Non-thermal electron acceleration by magnetically driven reconnection in the laboratory*

16 Nov 2021, 10:15
15m
Virtual

Virtual

Contributed talk Day 2 / Session 2

Speaker

Hantao Ji (Princeton University)

Description

Magnetic reconnection is a ubiquitous astrophysical process that rapidly converts magnetic energy into some combination of plasma flow energy, thermal energy, and non-thermal energetic particles, including energetic electrons. Various reconnection acceleration mechanisms in different low-beta and collisionless environments have been proposed theoretically and studied numerically. However, none of them have been heretofore confirmed experimentally, as the direct observation of non-thermal particle acceleration in laboratory experiments has been difficult. Here we report the direct measurement of accelerated non-thermal electrons from low-beta magnetically driven reconnection in experiments using a laser-powered capacitor coil platform.
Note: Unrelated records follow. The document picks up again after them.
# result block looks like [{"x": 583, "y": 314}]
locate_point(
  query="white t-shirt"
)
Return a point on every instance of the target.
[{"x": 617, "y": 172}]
The angular dependence of the measured electron energy spectrum and the resulting accelerated energies, supported by particle-in-cell simulations, indicate that the mechanism of direct electric field acceleration by the out-of-plane reconnection electric field is at work. Scaled energies using this mechanism show direct relevance to astrophysical observations. Our results therefore support one of the proposed acceleration mechanisms by reconnection, and establish a new approach to study reconnection particle acceleration with laboratory experiments in relevant regimes.

*A. Chien, L. Gao, S. Zhang, H. Ji, E. Blackman, W. Daughton, A. Stanier, A. Le, F. Guo, R. Follett, H. Chen, G. Fiksel, G. Bleotu, R. Cauble, S. Chen, A. Fazzini, K. Flippo, O. French, D. Froula, J. Fuchs, S. Fujioka, K. Hill, S. Klein, C. Kuranz, P. Nilson, A. Rasmus, R. Takizawa, “Direct measurement of non-thermal electron acceleration from magnetically driven reconnection in a laboratory plasma”, submitted (2021).